Common Mistakes to Avoid!

1. Not Scaling the Entire Equation: When using elimination and multiplying by a factor (e.g., multiplying by 2), you must multiply ALL terms on both sides of the equation, including the number on the right side of the equals sign.
2. Sign Errors: This is the biggest killer! Be extremely careful when subtracting equations (Elimination Method). Subtracting a negative term means adding it!
Example: \((3x) - (-2x) = 5x\)
3. Not Finding Both Variables: Students often solve for \(x\) and forget to substitute back in to find \(y\). Remember, a simultaneous solution requires two values!

Choosing the Best Method

While both methods will always yield the correct answer, choosing the right method can save you time and prevent errors.

Use Substitution When:
  • One variable already has a coefficient of 1 or -1 (e.g., \(x - 2y = 5\)).
  • One equation is already rearranged (e.g., \(y = 4x\)).
Use Elimination When:
  • Both equations are set up in the \(Ax + By = C\) format.
  • The coefficients of one variable are easy to match by multiplying by a small integer.

Don't worry if this seems tricky at first—practice identifying the variables, deciding on your method, and carefully tracking your signs. You've got this!

Key Takeaways: Simultaneous Linear Equations

This section taught you how to find the single pair of numbers (\(x\) and \(y\)) that satisfies two linear equations at once.
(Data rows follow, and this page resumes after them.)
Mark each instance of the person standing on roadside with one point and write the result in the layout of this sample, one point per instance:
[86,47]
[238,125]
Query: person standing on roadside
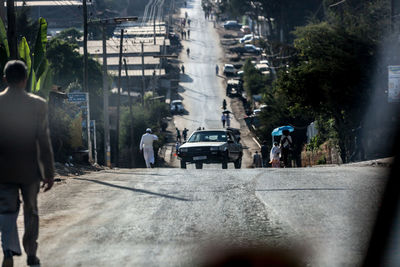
[223,120]
[264,153]
[275,156]
[286,146]
[178,135]
[184,133]
[228,120]
[146,145]
[26,160]
[257,162]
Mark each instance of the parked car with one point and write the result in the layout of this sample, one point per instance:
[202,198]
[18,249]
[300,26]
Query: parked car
[229,69]
[234,87]
[237,49]
[248,38]
[177,107]
[245,29]
[232,25]
[212,146]
[263,68]
[252,49]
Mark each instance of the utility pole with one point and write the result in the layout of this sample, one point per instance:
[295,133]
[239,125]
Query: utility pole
[143,77]
[11,29]
[392,15]
[85,76]
[119,97]
[104,23]
[107,149]
[154,29]
[131,156]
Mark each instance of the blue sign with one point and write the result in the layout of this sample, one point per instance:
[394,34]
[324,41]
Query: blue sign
[77,97]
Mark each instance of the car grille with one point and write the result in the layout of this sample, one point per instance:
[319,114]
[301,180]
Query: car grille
[199,149]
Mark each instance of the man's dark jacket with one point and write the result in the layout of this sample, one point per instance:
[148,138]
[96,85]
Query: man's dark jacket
[26,154]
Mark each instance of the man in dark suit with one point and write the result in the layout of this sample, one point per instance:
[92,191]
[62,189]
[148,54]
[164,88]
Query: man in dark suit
[26,156]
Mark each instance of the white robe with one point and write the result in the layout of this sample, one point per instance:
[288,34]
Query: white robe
[146,144]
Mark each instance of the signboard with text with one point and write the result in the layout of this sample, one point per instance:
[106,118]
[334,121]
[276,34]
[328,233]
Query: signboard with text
[394,84]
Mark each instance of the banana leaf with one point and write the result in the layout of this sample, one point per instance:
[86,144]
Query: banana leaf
[4,49]
[3,39]
[40,61]
[45,82]
[25,54]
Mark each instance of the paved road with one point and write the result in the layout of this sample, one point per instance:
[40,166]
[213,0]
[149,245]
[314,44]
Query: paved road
[166,217]
[200,88]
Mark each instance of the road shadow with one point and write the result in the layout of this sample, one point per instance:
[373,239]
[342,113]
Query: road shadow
[133,189]
[302,189]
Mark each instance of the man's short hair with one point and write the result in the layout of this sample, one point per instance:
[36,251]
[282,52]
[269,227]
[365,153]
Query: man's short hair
[15,71]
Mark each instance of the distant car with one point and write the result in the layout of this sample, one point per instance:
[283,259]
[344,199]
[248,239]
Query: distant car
[232,25]
[245,29]
[234,87]
[177,106]
[252,49]
[212,146]
[248,38]
[229,69]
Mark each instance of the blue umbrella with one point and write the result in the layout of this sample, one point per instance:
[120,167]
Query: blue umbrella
[278,131]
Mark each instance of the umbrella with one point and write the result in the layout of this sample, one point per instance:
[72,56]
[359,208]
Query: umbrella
[278,131]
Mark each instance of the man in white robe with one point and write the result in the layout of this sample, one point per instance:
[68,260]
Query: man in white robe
[146,145]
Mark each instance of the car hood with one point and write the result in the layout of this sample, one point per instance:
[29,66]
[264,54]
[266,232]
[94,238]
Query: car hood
[202,144]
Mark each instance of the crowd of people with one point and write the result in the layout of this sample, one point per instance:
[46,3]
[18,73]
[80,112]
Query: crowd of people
[278,155]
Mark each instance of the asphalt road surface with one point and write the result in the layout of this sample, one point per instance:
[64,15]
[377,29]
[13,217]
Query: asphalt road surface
[201,89]
[167,217]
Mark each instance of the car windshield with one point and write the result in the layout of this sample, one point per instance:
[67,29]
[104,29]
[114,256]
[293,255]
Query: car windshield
[215,136]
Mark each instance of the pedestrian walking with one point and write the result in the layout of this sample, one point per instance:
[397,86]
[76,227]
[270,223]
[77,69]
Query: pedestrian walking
[223,120]
[177,146]
[286,147]
[257,162]
[224,104]
[228,120]
[264,154]
[274,156]
[178,135]
[184,133]
[146,145]
[24,146]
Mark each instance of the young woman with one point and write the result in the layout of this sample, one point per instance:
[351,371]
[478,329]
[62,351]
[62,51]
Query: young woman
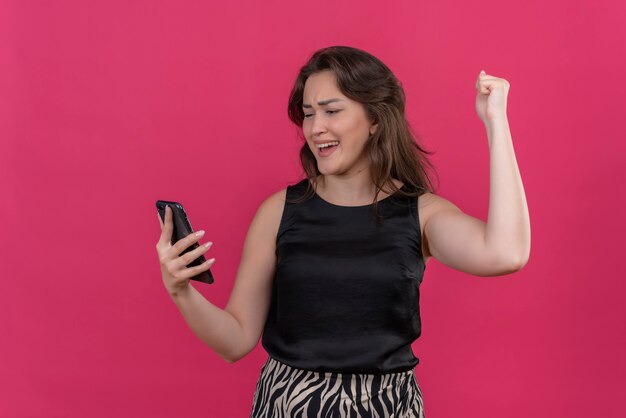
[332,264]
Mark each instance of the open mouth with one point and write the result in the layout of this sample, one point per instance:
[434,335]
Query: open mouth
[328,148]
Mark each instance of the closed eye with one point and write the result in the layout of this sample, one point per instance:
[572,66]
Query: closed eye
[328,111]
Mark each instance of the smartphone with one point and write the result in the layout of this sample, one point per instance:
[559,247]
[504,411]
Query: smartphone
[182,228]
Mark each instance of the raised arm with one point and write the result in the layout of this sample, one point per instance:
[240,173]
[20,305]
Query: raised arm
[465,243]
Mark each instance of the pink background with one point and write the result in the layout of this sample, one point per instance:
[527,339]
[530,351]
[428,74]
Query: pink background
[107,106]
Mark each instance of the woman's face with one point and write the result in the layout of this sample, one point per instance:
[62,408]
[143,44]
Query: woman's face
[331,117]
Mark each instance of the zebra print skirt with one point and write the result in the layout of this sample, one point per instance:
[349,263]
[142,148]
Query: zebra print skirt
[283,391]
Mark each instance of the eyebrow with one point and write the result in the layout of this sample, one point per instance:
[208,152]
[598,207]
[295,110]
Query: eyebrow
[322,102]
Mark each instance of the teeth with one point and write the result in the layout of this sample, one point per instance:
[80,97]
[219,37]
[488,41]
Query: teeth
[328,144]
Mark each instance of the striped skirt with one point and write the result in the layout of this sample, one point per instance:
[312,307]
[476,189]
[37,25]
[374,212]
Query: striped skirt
[283,391]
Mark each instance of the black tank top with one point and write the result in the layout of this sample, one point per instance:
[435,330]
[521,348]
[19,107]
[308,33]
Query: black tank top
[345,297]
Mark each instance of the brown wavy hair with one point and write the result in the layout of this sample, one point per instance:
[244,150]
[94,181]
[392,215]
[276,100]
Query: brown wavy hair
[393,151]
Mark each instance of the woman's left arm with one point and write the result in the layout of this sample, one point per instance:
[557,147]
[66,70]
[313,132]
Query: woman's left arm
[502,245]
[508,224]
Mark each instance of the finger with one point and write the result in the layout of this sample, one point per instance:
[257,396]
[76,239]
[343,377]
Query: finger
[194,271]
[180,246]
[190,256]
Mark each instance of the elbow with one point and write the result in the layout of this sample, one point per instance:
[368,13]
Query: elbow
[514,264]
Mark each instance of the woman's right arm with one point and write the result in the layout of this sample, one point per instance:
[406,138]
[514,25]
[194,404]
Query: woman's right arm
[234,331]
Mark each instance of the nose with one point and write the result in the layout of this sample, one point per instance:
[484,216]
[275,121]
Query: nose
[318,126]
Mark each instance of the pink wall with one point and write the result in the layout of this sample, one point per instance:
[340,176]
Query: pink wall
[107,106]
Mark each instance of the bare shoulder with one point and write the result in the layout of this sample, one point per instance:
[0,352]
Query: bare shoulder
[271,209]
[429,204]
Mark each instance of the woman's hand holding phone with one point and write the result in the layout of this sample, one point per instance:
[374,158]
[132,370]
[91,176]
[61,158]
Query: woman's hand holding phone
[173,266]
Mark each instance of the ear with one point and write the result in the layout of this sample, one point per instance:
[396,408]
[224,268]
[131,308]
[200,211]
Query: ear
[373,129]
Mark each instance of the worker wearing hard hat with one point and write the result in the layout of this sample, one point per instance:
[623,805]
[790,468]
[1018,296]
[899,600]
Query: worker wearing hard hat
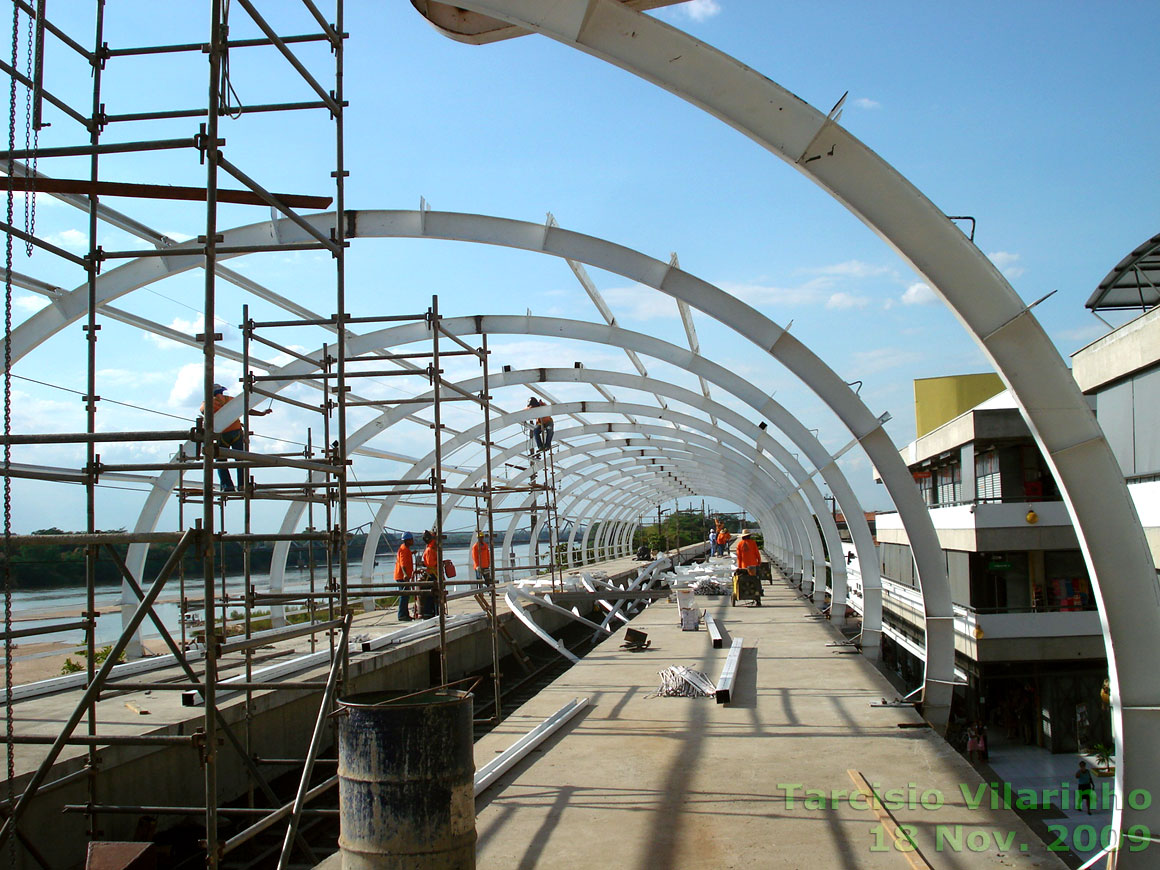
[230,437]
[427,604]
[480,557]
[723,541]
[748,556]
[544,427]
[404,573]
  • Elimination: Line up the equations, make one variable's coefficients match by scaling, then add or subtract based on the signs (SSS DSA).
  • Substitution: Isolate a variable in one equation, substitute the resulting expression into the other equation, and solve.
  • Always Check: Your final step must be to verify your solution pair in the second original equation.